La petite croque avec avidité dans le sandwich que je lui ai préparé. Je ne sais pas ce qu'aiment les enfants, donc j'ai suivi les conseils de Taïs et j'ai tartiné de la pâte chocolaté sur deux tranches de pain de mie. 

 — Bois un peu aussi, je dis en l'observant dévorer son goûter. 

Elodie essaye ensuite de l'occuper en lui montrant des jeux de société. Mais la petite réclame sa mère. C'est dur, comment lui expliquer que sa mère est morte. 

Je ne vois pas Noé de la soirée. 

 — Il se sent vraiment mal, me dit Elodie. 

Il devrait se sentir mal. J'espère qu'il ressent toute la culpabilité, tous le poids des vies dont il a mis la fin.
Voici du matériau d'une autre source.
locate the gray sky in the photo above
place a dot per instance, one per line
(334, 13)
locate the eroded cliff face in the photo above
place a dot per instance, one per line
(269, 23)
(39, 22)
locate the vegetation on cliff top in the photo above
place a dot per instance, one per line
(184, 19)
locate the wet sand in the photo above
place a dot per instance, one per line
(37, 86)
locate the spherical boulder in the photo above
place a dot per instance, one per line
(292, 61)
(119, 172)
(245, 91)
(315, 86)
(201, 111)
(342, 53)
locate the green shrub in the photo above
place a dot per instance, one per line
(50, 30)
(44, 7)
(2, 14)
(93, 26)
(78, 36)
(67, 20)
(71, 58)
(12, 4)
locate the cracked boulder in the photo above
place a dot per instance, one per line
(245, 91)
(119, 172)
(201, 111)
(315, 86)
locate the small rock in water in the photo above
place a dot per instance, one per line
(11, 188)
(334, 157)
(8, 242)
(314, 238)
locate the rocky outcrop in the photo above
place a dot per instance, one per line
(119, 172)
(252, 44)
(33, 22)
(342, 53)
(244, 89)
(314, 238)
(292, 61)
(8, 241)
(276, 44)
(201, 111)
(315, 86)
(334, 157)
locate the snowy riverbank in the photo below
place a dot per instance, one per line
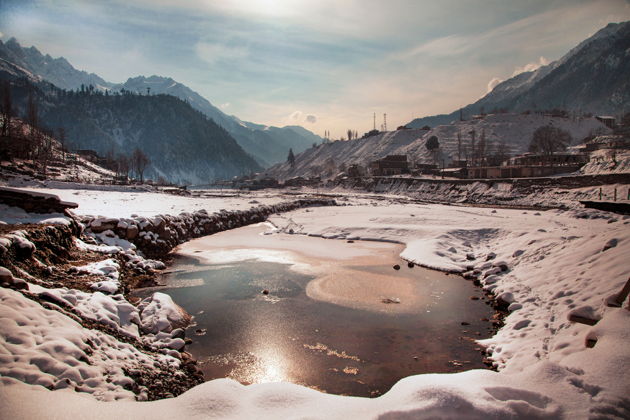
(544, 265)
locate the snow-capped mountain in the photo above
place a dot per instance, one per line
(182, 144)
(58, 71)
(503, 133)
(593, 77)
(268, 145)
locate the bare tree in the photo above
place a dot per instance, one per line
(122, 165)
(140, 161)
(291, 158)
(433, 146)
(7, 109)
(61, 135)
(481, 148)
(32, 118)
(548, 139)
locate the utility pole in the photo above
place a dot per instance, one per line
(472, 134)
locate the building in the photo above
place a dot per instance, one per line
(355, 170)
(607, 120)
(557, 159)
(390, 165)
(530, 165)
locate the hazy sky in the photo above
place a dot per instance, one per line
(323, 64)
Pour qui s'est-il pris un instant ? 

Il ne vaut pas mieux que les scientifiques qui avaient tranché que la vie des hommes et femmes vivant sur les continents n'en valaient plus la peine, et qui laissent actuellement l'eau détruire notre civilisation. 

Je me demande ce qu'il restera, une fois que la pluie, les ouragans, la fonte des glaces, le débordement des rivières et des fleuves auront fait leur ravage ? Est ce que des monuments rejailliront, comme mémoire des personnes qui ont foulés cette planète ? Ou seront nous les seuls porteurs de leur mémoire ? 

Au diner, je finis ma part de lasagne de ce midi. Les autres ont compris qu'il ne fallait pas me reparler du porte container. A présent, on ne l'aperçoit même plus. 

Tara s'est à nouveau endormie. Cette fois, je lui ai laissé mon lit, et je dors sur le même matelas que Jade. 

 — Promis, je tenterai de ne pas trop bouger dans mon sommeil. 

C'est plutôt moi qui risque de perturber son sommeil, vu les cauchemars que je vais me taper. Je le sens, je ne suis pas prête à fermer mes paupières. Je ferai mieux de regarder la télévision toute la nuit, jusqu'à ce que les images du porte container prenant feu, et les cris des personnes coincées à l'intérieur, s'effacent. 

 — Je reviens après, je dis à Jade qui préparait le lit. 

Mais je n'allumerai jamais la télévision. Car quand j'entre dans la salle commune, j'aperçois Noé. Il est assis par terre, contre le canapé, une bouteille à la main. Une bouteille presque vide. Je ne pensais même pas qu'on avait de ça dans le bateau. Ou alors, il en a pris dans sa valise. 

 — J'ai merdé, souffle t-il alors qu'une larme roule sur sa joue.